Mit der Verabschiedung des Gesetzes Nr. 77-VIII vom 28. Dezember 2014 wurden einige Änderungen eingeführt, die zur Bekämpfung der Schwarzarbeit und Verschärfung der Haftung für die Beschäftigung von Arbeitnehmern ohne Abschluss eines Arbeitsvertrags bzw. für die Nichteinhaltung von Mindestgarantien bei der Gehaltsauszahlung führen sollen.

Benachrichtigung des Finanzamtes über die Anstellung von Arbeitnehmern

Laut den verabschiedeten Änderungen zum Arbeitsgesetzbuch der Ukraine darf der Arbeitnehmer nun erst nach dem Abschluss eines Arbeitsvertrags (bzw. der Erteilung einer innerbetrieblichen Anordnung) und gleichzeitiger Benachrichtigung des Finanzamtes durch den Arbeitgeber eingestellt werden. Ein entsprechendes Verfahren der Benachrichtigung des Finanzamtes wird noch von der ukrainischen Regierung bestätigt.

Gleichzeitig hat der Gesetzgeber Bußgelder für die Verletzung des vorgenannten Verfahrens der Anstellung von Arbeitnehmern vorgesehen:

  • 36.540,- UAH (ca. 2.000,- EUR) für jeden Arbeitnehmer für folgende Verletzungen: Anstellung ohne Abschluss eines Arbeitsvertrags; Kurzzeit-Anstellung, falls die Arbeit tatsächlich den ganzen Arbeitstag ausgeführt wird; Leistung von Zahlungen an den Arbeitnehmer, ohne die Sozialversicherungsbeiträge und Lohnsteuer abzuziehen und abzuführen;
  • 3.654,- UAH (ca. 200,- EUR) für folgende Verletzungen: nichtfristgemäße Gehaltsauszahlung, Gehaltsauszahlung nicht in vollem Umfang;
  • 12.180,- UAH (ca. 670,- EUR) für jeden Arbeitnehmer für folgende Verletzungen: Nichteinhaltung von gesetzlichen Mindestgarantien bei der Gehaltsauszahlung.

Herabsetzung der Höhe von Sozialversicherungsbeiträgen

Darüber hinaus wurde die Höhe von Sozialversicherungsbeiträgen gesenkt.
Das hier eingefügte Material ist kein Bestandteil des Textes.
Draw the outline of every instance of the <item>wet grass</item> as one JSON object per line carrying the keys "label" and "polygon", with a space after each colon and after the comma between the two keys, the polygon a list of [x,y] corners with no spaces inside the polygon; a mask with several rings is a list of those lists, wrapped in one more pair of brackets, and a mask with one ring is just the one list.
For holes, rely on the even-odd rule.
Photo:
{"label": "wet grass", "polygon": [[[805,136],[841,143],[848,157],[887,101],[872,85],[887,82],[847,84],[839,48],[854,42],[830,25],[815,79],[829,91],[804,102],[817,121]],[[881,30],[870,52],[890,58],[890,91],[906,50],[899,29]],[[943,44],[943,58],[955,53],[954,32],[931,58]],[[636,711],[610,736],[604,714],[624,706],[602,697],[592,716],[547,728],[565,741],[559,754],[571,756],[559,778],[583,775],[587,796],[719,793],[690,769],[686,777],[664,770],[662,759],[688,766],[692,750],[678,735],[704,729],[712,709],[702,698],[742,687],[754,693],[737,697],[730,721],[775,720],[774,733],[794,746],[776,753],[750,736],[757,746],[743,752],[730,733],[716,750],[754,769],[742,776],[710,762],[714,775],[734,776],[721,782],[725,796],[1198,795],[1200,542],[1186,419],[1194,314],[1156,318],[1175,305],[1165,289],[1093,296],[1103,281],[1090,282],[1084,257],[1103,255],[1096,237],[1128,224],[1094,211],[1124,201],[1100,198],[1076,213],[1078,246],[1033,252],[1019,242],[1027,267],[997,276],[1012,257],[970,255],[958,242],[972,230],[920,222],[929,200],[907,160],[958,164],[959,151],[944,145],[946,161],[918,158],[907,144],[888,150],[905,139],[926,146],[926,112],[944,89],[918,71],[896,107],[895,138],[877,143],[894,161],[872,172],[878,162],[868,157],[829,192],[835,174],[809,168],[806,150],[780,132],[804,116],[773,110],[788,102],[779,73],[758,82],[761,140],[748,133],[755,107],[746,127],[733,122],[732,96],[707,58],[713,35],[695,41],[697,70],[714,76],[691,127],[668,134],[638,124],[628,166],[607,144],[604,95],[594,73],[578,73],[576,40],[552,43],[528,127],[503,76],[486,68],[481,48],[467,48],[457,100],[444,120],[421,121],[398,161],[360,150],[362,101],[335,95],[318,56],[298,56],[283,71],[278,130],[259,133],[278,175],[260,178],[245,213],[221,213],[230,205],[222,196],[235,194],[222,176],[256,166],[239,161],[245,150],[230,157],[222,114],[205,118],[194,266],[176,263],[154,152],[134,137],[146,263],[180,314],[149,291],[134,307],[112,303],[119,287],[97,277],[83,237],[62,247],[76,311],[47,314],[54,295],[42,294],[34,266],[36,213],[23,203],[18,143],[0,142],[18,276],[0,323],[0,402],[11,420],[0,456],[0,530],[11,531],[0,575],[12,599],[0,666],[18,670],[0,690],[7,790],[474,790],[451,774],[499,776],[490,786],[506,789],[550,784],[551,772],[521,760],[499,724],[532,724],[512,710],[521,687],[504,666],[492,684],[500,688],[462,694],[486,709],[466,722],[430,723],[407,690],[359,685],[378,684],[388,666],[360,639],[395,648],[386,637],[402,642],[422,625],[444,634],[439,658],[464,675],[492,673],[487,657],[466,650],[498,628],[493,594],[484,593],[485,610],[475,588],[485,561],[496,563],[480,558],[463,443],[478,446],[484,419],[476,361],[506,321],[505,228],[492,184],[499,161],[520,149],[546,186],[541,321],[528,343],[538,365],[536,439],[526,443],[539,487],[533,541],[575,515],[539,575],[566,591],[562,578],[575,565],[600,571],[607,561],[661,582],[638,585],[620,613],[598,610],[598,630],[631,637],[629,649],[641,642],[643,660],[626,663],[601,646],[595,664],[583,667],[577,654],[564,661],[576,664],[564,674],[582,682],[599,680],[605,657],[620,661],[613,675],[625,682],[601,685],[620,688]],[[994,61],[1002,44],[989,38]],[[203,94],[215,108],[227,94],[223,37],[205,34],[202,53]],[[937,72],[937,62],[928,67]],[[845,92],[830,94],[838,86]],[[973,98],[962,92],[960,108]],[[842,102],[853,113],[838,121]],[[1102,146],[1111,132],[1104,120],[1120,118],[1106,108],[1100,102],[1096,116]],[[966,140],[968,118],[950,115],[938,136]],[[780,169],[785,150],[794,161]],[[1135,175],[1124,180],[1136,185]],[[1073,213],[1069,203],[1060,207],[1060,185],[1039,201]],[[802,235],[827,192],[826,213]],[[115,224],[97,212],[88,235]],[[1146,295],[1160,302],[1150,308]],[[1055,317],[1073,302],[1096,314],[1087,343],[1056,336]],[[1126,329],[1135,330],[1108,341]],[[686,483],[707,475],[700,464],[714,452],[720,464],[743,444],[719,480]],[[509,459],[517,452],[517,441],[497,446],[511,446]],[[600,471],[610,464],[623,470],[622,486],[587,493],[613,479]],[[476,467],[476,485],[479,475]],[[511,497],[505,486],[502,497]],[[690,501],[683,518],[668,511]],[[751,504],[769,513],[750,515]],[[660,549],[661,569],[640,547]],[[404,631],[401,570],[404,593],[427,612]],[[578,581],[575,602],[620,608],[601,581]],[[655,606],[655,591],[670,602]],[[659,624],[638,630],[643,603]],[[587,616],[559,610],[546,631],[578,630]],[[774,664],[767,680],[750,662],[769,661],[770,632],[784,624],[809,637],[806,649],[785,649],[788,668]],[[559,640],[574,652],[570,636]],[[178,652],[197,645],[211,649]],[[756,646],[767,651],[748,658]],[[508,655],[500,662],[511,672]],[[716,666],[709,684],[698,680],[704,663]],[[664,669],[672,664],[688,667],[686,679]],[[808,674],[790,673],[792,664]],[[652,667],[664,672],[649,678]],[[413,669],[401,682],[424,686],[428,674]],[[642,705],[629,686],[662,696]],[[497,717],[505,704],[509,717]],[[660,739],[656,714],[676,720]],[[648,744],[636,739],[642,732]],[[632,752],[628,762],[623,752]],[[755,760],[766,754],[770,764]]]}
Vom 01. Januar 2015 kann die Höhe von Sozialversicherungsbeiträgen hinsichtlich der Arbeitsvergütung bis auf 40 Prozent gesenkt werden. Es kann der sog. Koeffizient von 0,4 verwendet werden. Zu erwähnen ist, dass die Höhe der Sozialversicherungsbeiträge heutzutage von der Art der Geschäftstätigkeit der Unternehmen abhängt und von 36,76 Prozent bis 49,7 Prozent schwankt.

Der erwähnte Koeffizient von 0,4 kann ausschließlich unter gleichzeitiger Erfüllung folgender Bedingungen verwendet werden:

  • die Bemessungsgrundlage der Sozialversicherungsbeiträge für den Zeitraum, für welchen die Arbeitsvergütung angerechnet wird, übersteigt die durchschnittliche Bemessungsgrundlage für das Jahr 2014 mindestens um das 2,5 fache. Wenn es solche Übersteigung nicht gibt, wird der Koeffizient wie folgt berechnet: die durchschnittliche Bemessungsgrundlage der Sozialversicherungsbeiträge für das Jahr 2014 wird durch die Bemessungsgrundlage für den Zeitraum, für welchen die Arbeitsvergütung angerechnet wird, dividiert; allerdings kann dieser Koeffizient nicht unter 0,4 liegen;
  • der durchschnittliche Arbeitslohn des Unternehmens ist im Vergleich zum Jahr 2014 um mindestens 30% gestiegen;
  • ein durchschnittlicher Sozialversicherungsbeitrag pro Arbeitnehmer nach der Verwendung des Koeffizienten von 0,4 wird mindestens 700,- UAH betragen;
  • ein Durchschnittsgehalt im Unternehmen wird mindestens drei gesetzliche Mindestgehälter betragen. Bis zum 30. November 2015 beträgt der gesetzliche Mindestgehalt 1.218,- UAH (ca. 67,- EUR).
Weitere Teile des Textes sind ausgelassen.